I Radicali, come qualcuno di voi saprà, li apprezzo molto. Sono probabilmente l'unico partito italiano a fare politica sulle questioni di principio e non sulla convenienza elettorale o personale. Ed è grazie a questo, alle loro battaglie, che noi Italiani abbiamo ottenuto dei diritti che incredibilmente non avevamo; ed è grazie ai Radicali se la politica Italiana, ogni tanto, fa qualche bella figura all'estero.

Tuttavia, questo loro attivismo sulle "questioni di principio" presenta anche i suoi lati negativi: se portato alle estreme conseguenze, questo può produrre conseguenze controproducenti (motivo per il quale non voto Radicale, almeno finchè ci saranno alternative migliori). Come sulle questioni della Giustizia, dove la giusta difesa dei diritti della difesa li portà però ad approvare o astenersi persino su leggi, come quelle berlusconiane, che fanno il male della Giustizia. O, per fare un esempio più banale, sul "rispetto delle regole" sono riusciti a votare a favore di Villari come Presidente della Vigilanza RAI pur di far eleggere un Presidente perchè, come invece giustamente lamentavano da tempo, era una carica istituzionale vacante da troppo tempo. 

E, a proposito di RAI, è il caso della polemica scoppiata in questi giorni sul nuovo regolamento RAI sulla par condicio, votato dalla rappresentanza del centrodestra in Commissione di Vigilanza su proposta proprio del radicale Marco Beltrandi. Fermare per un mese le trasmissioni di approfondimento come Annozero, Ballarò e Porta a Porta, a meno che non si trasformino in tribune elettorali (che senso avrebbe?), facendo un enrome danno all'informazione, pur di far rispettare alle estreme conseguenze la "par condicio" è una insensatezza colossale.
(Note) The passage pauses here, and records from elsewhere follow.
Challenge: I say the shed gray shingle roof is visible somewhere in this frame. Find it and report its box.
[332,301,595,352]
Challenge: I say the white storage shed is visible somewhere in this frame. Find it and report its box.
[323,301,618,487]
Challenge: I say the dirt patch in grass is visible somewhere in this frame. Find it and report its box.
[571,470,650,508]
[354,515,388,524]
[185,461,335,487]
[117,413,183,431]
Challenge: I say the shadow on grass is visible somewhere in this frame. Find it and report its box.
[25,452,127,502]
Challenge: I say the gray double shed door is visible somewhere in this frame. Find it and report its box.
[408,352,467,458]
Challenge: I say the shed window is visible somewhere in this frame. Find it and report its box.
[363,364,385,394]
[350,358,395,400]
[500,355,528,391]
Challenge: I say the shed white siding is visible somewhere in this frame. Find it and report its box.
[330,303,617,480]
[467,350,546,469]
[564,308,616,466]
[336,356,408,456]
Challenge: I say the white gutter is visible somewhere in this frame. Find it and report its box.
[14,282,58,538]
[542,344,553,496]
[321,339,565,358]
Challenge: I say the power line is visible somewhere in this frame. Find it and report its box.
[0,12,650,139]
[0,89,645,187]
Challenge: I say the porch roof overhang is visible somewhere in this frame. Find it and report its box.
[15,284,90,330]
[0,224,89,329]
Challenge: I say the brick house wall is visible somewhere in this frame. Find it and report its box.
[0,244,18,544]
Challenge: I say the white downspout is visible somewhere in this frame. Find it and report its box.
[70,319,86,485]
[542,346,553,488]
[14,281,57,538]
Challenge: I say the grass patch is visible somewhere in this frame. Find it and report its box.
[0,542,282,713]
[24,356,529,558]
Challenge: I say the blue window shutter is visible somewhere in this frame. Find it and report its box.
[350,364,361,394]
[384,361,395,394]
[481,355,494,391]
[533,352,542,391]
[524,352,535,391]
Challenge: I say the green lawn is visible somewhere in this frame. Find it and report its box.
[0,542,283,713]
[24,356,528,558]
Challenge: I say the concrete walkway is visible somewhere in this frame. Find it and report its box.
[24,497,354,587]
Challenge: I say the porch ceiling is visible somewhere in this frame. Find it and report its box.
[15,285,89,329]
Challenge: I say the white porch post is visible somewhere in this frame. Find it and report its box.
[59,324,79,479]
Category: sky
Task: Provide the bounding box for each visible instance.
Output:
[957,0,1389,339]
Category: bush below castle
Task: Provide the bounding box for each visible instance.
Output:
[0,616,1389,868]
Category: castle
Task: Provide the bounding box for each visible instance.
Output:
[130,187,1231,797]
Sia perchè è inopportuno equiparare le "trasmissioni di approfondimento" alla "comunicazione politica", non perchè siano due cose totalmente separate, ma perchè richiedono un rispetto della parità politica certamente diverso; sia perchè il buon senso, e le multe dell'Agcom, hanno sempre spinto i conduttori in periodo elettorale a riequilibrare le presenze politiche in favore dei partiti minori, senza ovviamente mai arrivare all'insensata uguaglianza che ha senso solo per le tribune elettorali (e, anche su quelle, avrei qualcosa da ridire). Ma soprattutto perchè, viste queste premesse, è fin troppo controproducente, in nome di un presunto rispetto delle regole, sacrificare di fatto tutte le trasmissioni di approfondimento.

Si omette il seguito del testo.